Can You Accept That LOVE Is The Answer?
Guys, I want to share some amazing things that happened to me over these past 2 weeks.
I want to share how my intentional interaction with about 15 adults, 9 boys and 12 girls has led me on this amazing journey of finding more love.
At the end of February, I went to Jamaica with 7 other guys. We do an annual retreat to different locations for about 15 years now. But it has evolved into more than just a guy’s trip. It has begun to impact my entire life. This Council of Dads—help crack me open and explore who I am, where I’ve been and where I am going. They help sharpen my axe and tools when it comes to being a husband, a dad and a business owner. On this recent trip, I was able to explore my fears, my anger, my ego and my pride. And in the end—I felt loved.
We went to an orphanage to spend some time with 9 boys. The boys’ ages ranged from 6 to 16. Together we played and laughed, watched over them and served them dinner. I noticed how much each boy felt the need to grab and hug us men and be close to us personally. They craved love. And they wanted to just be with us. Whatever we were doing. And quickly I became aware of all my emotions. My joy in seeing their faces, my fear in not knowing what to do when they hugged me, my anger when I pulled out my phone and distracted the moment with a device, my pride in serving them dinner and eating with them in their dining hall. My eyes were wide open. I was taking it all in. I was in the moment.
By going to this orphanage, I’ve gone deeper in asking, “What’s next? What else?” It’s allowed my heart to open even wider. Open to exploring my fears as a husband and a dad. A place where my pride or ego has usually gotten in the way. How sometimes as a leader of my family or business I try to wear a mask that says… ”Fear not—I’ve got this all handled.” But that isn’t the truth. And you as the reader know that–and I know it—but I still try and do it.
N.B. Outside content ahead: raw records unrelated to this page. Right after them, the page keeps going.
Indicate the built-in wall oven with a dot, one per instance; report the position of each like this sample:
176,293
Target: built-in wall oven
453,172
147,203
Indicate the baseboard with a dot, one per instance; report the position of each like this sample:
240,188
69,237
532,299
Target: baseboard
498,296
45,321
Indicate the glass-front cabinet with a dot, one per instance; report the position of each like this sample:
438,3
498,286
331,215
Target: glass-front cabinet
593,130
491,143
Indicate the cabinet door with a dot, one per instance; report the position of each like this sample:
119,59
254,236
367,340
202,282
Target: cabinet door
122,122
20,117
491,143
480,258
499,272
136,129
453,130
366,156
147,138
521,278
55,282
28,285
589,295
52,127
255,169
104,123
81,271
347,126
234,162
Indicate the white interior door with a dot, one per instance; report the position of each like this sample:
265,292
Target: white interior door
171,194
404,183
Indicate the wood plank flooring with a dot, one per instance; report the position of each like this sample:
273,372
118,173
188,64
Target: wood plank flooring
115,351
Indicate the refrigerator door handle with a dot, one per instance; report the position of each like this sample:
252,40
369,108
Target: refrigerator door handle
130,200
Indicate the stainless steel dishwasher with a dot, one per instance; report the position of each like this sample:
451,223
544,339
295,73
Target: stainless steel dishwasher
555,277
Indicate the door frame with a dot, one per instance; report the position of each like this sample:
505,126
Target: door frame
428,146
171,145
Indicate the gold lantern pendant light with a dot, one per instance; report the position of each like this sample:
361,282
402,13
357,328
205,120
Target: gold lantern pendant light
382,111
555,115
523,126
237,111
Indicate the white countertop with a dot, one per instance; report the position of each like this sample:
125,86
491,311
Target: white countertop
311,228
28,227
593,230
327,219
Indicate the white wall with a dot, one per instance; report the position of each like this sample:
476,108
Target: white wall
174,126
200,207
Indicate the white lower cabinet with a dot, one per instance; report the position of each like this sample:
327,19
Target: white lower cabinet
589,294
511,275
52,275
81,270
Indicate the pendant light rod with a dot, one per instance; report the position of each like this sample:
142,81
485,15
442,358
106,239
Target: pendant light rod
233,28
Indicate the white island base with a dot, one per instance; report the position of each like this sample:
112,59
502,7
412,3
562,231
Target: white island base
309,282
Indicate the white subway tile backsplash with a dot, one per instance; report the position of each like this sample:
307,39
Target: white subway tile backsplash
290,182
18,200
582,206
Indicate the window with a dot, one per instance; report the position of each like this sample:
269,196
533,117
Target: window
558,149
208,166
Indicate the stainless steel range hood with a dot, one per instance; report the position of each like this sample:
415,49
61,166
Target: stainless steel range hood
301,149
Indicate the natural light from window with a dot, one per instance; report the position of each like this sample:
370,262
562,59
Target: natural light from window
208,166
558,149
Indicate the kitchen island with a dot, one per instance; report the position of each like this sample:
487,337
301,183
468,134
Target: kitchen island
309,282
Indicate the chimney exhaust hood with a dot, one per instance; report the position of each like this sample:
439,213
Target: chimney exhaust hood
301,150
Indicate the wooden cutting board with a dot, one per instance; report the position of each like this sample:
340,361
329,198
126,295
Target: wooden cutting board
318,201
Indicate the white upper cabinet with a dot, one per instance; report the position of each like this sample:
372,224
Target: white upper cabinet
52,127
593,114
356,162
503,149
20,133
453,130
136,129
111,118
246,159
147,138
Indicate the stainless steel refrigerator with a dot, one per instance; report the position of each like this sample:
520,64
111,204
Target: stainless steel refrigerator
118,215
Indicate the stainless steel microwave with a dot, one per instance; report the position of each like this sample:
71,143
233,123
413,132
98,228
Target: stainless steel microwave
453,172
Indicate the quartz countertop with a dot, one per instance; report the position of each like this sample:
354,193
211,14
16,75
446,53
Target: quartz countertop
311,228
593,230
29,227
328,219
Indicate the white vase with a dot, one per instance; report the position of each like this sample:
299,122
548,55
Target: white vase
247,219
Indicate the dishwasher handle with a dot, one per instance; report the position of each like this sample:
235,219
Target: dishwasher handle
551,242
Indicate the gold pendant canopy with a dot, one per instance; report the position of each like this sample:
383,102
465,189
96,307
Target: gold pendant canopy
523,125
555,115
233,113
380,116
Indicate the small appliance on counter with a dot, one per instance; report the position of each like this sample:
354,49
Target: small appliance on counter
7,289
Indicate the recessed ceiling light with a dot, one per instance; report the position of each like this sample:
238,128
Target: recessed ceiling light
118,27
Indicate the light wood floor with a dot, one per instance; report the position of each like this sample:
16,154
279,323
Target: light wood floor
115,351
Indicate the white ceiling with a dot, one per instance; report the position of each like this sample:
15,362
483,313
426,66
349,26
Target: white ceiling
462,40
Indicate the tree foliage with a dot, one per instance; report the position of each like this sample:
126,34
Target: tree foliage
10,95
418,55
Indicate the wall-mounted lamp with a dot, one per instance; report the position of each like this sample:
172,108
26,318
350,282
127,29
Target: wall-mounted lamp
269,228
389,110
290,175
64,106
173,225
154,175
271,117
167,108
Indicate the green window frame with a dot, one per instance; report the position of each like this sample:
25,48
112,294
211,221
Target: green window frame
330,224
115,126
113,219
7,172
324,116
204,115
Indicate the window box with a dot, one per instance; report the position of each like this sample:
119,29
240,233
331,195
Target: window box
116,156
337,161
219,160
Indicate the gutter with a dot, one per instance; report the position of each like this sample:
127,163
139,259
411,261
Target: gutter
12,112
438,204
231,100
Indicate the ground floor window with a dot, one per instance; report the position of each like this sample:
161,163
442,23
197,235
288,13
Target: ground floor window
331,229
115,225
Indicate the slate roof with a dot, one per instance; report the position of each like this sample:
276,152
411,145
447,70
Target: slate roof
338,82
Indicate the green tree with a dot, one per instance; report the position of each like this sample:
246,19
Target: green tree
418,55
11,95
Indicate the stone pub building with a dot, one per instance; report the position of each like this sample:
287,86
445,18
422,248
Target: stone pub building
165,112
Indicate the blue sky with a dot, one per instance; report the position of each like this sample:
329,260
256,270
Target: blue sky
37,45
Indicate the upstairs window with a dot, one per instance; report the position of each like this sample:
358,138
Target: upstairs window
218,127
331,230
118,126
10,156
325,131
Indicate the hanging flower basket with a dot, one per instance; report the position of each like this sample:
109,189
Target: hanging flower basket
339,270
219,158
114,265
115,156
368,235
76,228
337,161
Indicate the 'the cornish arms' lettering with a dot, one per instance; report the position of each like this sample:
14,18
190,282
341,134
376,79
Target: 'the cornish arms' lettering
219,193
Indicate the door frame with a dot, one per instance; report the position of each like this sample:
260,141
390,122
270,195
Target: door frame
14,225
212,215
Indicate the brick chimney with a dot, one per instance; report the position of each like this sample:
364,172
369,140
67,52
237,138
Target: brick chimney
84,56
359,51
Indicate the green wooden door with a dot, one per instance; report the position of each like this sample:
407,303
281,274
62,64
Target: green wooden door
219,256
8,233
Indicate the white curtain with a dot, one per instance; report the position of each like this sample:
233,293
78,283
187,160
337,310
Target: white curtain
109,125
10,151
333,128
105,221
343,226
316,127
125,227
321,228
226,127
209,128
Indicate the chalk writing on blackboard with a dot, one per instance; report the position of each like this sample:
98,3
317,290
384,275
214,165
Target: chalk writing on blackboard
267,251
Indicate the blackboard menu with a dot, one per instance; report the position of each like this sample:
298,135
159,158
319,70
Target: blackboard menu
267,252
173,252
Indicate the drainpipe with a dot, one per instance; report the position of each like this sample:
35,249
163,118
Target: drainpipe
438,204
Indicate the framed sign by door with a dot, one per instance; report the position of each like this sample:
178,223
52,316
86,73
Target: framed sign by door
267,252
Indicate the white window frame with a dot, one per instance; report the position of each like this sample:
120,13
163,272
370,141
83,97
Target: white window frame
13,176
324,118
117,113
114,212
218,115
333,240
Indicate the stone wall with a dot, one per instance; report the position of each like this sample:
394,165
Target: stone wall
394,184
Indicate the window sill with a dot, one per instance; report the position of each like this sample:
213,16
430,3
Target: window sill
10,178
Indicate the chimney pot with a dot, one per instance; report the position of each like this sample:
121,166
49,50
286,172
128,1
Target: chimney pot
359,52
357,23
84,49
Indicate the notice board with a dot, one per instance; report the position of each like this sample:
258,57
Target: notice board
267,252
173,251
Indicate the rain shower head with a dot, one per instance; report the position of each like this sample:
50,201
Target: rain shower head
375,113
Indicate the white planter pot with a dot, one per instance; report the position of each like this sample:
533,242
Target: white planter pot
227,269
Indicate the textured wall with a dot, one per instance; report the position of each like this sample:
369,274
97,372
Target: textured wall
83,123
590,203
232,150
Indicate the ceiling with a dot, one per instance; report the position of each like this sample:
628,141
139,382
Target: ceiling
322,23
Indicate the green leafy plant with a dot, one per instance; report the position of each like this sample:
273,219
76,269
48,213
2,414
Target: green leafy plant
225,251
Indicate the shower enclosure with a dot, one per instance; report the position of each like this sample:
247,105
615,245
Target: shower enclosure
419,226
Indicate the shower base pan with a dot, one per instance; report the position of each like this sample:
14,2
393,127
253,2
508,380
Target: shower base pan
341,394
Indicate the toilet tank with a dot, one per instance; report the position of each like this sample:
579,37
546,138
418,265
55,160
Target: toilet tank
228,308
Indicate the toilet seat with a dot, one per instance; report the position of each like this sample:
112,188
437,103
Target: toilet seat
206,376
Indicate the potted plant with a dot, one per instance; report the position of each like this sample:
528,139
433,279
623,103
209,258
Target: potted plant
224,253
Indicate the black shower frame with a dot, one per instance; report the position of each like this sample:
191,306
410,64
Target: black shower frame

But being vulnerable to take off that mask… well, that was my work. And I wrestled with it for a long time. And I will continue to wrestle with it. But with open eyes, and an open heart, I heard that message in Jamaica.
When I work with teams, teens and coaches, they first hear me with their head. It’s ok. It’s usually how everyone does it. But the more we interact and share and dive deeper… it starts working its way to their hearts. And the really great ones… the ones with trust and ability to be vulnerable, eventually get it all the way down to their gut. It becomes such an intense feeling that when it’s not present, it hurts.
I am honored and privileged to work with 12 girls and 6 coaches on a varsity basketball team. We work on culture within their team and mission, vision, value along with priorities each season. This team is the BEST team I have ever worked with—they have a relentless focus. They have the ability to be comfortable being uncomfortable. They embrace what they need to work on, and they conquer fear. You can read more about them here. Most of all, they did all this AFTER they lost 2 of their best players to injuries. Yes 40% of their starting lineup missed the 2nd half of their season. When it happened, many people said, ”Oh no that is too bad. They were going to win the state championship too. Oh well… we feel so sorry for you girls.” You know who didn’t feel sorry? Us. We didn’t. Not one coach, not one player. We got in a room and said, we are still going to win it all. I don’t know how, I don’t know against who, but nothing changes with regard to our quest. We are STILL going to win. They never bitched and never complained that it wasn’t fair. They just said, “Ok now what?” They won because they conquered their fear.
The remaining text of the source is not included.